With the aim of adapting national and foreign investment processes (“Investment Projects”) to a new institutional framework of coordination and in the context of a policy to attract and facilitate those investments, Decree no. 20/2021, of 13 April (“Decree”), was approved, introducing amendments to the Investment Law Regulation. We highlight the following:

    1. For the purposes of transferring profits abroad and re-exportable invested capital, the minimum value of foreign direct investment through the allocation of own capital shall now be MZN 7,500,000 (seven million five hundred thousand meticais) and the minimum value for annual exports of goods or services shall be increased to MZN 4,500,000 (four million five hundred thousand meticais).
    2.  The initial investment to be made in the first two years of activity by companies established outside Industrial Free Trade Zones, but that wish to benefit from the respective regime, will now have a minimum amount equivalent to MZN 75,000,000 (seventy-five million meticais).

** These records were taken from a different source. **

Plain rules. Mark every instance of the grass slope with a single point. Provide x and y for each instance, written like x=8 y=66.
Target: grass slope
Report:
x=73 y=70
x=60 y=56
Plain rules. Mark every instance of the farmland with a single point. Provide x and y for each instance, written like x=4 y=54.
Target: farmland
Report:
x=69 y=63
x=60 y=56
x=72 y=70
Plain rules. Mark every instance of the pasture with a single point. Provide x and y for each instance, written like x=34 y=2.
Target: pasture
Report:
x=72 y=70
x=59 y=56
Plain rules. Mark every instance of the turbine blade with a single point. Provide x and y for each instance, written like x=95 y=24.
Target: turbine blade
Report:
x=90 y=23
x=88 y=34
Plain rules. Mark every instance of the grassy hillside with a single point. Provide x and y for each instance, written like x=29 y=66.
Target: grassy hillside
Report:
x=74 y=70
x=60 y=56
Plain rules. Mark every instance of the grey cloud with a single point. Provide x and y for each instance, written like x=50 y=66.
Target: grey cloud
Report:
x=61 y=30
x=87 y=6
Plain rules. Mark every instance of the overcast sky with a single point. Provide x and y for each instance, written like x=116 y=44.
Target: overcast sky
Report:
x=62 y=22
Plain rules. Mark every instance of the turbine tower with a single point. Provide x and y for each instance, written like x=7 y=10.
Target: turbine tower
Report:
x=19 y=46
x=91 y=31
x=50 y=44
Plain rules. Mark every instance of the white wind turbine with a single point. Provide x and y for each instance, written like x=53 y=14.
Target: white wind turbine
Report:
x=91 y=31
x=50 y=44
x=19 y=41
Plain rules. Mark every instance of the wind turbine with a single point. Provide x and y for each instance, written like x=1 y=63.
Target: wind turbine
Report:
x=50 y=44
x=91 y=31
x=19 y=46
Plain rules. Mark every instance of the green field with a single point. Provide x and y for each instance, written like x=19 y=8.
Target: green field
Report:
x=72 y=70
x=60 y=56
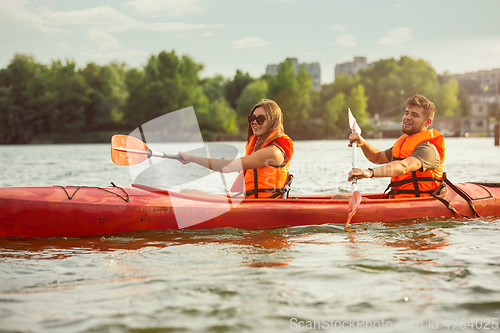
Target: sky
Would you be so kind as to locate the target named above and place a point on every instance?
(457, 36)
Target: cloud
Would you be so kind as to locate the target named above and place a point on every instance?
(397, 37)
(176, 26)
(167, 8)
(249, 43)
(16, 20)
(113, 54)
(63, 46)
(103, 18)
(495, 48)
(103, 40)
(346, 40)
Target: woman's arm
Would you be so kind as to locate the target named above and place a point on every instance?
(270, 155)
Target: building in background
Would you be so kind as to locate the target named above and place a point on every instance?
(351, 68)
(483, 88)
(313, 69)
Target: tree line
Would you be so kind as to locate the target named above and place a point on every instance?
(37, 99)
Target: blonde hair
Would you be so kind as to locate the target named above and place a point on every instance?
(424, 103)
(274, 117)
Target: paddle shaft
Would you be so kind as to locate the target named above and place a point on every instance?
(354, 180)
(149, 153)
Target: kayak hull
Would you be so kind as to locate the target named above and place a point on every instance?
(44, 212)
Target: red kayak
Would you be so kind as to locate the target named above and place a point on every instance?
(43, 212)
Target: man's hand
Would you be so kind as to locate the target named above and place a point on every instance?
(358, 138)
(359, 174)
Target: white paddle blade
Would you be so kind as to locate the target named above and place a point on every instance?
(353, 206)
(353, 124)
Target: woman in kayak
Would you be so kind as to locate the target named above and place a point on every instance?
(264, 168)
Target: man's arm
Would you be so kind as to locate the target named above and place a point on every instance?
(373, 154)
(392, 169)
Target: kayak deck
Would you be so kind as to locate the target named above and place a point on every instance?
(43, 212)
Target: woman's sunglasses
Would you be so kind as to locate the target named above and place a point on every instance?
(260, 119)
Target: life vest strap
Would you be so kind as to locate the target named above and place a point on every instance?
(277, 191)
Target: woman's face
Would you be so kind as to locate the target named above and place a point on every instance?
(259, 129)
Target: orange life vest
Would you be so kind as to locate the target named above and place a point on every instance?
(416, 183)
(267, 181)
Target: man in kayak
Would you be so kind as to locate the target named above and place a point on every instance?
(264, 168)
(415, 161)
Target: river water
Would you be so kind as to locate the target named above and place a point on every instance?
(430, 276)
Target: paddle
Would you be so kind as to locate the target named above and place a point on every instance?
(128, 150)
(356, 196)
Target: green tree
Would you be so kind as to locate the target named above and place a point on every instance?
(21, 111)
(332, 113)
(214, 88)
(167, 83)
(65, 98)
(221, 119)
(445, 100)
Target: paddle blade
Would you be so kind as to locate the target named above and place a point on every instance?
(128, 150)
(353, 124)
(353, 206)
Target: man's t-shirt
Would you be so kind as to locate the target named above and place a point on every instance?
(426, 153)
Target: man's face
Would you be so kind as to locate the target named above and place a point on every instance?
(414, 120)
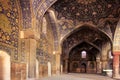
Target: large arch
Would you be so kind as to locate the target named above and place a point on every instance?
(92, 36)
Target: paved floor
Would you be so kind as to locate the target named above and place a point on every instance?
(75, 76)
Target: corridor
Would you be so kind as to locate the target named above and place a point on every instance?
(75, 76)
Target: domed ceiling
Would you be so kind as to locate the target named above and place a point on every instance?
(87, 10)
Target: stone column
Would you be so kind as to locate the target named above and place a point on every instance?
(30, 50)
(57, 63)
(66, 66)
(104, 64)
(98, 66)
(30, 36)
(116, 66)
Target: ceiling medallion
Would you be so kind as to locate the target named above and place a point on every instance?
(86, 1)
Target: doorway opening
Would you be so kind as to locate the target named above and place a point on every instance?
(4, 66)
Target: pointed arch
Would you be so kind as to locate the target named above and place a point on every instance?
(4, 66)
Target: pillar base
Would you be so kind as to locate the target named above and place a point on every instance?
(116, 77)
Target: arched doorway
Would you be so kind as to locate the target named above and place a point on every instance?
(83, 68)
(4, 66)
(80, 45)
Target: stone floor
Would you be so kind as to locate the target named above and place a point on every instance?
(75, 76)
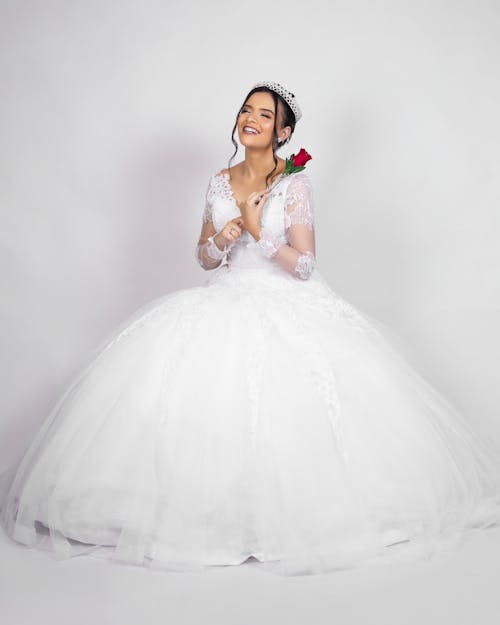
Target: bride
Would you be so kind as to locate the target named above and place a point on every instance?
(256, 417)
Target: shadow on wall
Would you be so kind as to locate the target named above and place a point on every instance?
(164, 184)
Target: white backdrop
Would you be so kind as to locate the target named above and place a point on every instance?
(113, 115)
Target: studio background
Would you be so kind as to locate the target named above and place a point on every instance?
(113, 116)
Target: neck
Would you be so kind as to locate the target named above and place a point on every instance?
(258, 163)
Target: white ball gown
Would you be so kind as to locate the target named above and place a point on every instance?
(259, 414)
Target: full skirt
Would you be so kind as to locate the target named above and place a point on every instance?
(255, 415)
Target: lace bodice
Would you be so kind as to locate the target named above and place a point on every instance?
(287, 237)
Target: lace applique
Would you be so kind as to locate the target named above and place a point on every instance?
(298, 202)
(219, 186)
(305, 265)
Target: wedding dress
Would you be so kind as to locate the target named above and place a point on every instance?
(259, 414)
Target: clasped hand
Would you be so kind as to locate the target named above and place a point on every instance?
(251, 213)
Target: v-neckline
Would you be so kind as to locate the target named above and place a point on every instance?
(225, 175)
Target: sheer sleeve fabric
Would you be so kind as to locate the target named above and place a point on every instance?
(208, 255)
(298, 255)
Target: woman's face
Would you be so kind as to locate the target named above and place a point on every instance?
(256, 121)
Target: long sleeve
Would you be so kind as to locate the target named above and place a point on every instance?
(208, 255)
(298, 255)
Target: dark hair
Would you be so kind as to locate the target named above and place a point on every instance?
(288, 120)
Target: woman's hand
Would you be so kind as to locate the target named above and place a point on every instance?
(231, 232)
(251, 211)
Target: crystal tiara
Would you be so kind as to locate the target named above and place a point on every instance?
(288, 96)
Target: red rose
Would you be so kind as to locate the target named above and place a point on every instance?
(301, 158)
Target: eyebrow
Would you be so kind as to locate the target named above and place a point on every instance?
(261, 108)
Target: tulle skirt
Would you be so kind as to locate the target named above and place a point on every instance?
(255, 415)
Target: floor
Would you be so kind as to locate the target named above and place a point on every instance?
(461, 587)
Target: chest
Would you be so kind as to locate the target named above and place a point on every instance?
(225, 207)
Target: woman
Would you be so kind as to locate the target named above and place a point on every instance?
(259, 416)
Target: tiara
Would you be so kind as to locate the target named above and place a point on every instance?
(288, 96)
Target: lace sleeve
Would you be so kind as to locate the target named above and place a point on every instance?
(298, 256)
(208, 255)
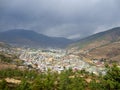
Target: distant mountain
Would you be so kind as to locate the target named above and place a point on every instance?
(30, 38)
(101, 45)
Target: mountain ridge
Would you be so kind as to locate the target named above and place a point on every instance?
(98, 46)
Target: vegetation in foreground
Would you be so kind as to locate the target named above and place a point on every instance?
(66, 80)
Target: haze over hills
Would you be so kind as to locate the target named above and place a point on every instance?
(32, 39)
(101, 45)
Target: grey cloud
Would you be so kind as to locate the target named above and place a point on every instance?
(66, 18)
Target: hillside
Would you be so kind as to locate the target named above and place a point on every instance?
(101, 45)
(32, 39)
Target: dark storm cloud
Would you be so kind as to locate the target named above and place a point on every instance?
(67, 18)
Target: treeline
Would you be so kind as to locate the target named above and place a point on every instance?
(66, 80)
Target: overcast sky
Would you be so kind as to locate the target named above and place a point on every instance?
(62, 18)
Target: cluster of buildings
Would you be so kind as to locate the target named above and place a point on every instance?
(56, 60)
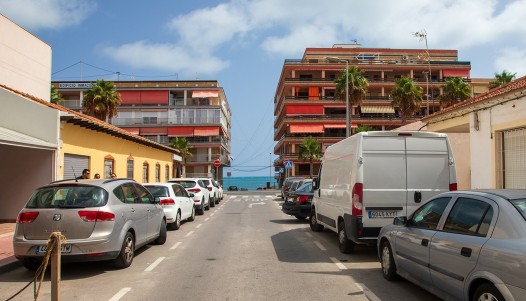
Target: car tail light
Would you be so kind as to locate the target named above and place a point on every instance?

    3. The Agency for the Promotion of Investment & Exports (Agência para a Promoção de Investimento e Exportações, I.P. – “APIEX”) replaces the Investment Promotion Centre and the Office of Economic Zones for Accelerated Development as the entity responsible for the development, promotion and management of Investment Projects, as well as the promotion of national exports.
    4. As regards the entities responsible for the approval of the Investment Projects, we note the following:
      • Secretaries of State in the Province: for national Investment Projects in an amount not exceeding the equivalent to MZN 4,500,000 (four million five hundred thousand meticais);
      • Director General of APIEX: Investment Projects in an amount not exceeding the equivalent to MZN 7,500,000,000 (seven billion five hundred million meticais) and projects under the Special Economic Zone and Industrial Free Zone regimes;
      • Minister that oversees the area of Finances: Investment Projects in an amount not exceeding MZN 37,500,000,000 (thirty-seven billion five hundred million meticais);
      • Council of Ministers: Investment Projects in an amount exceeding the equivalent to MZN 37,500,000,000 (thirty-seven billion five hundred million meticais).
    5. The transfer of an investor’s position, including in undertakings and units of the Integrated Tourism Resort Zone, shall now only be subject to authorisation by the entity that authorised the respective project and upon proof of compliance with the relevant tax obligations.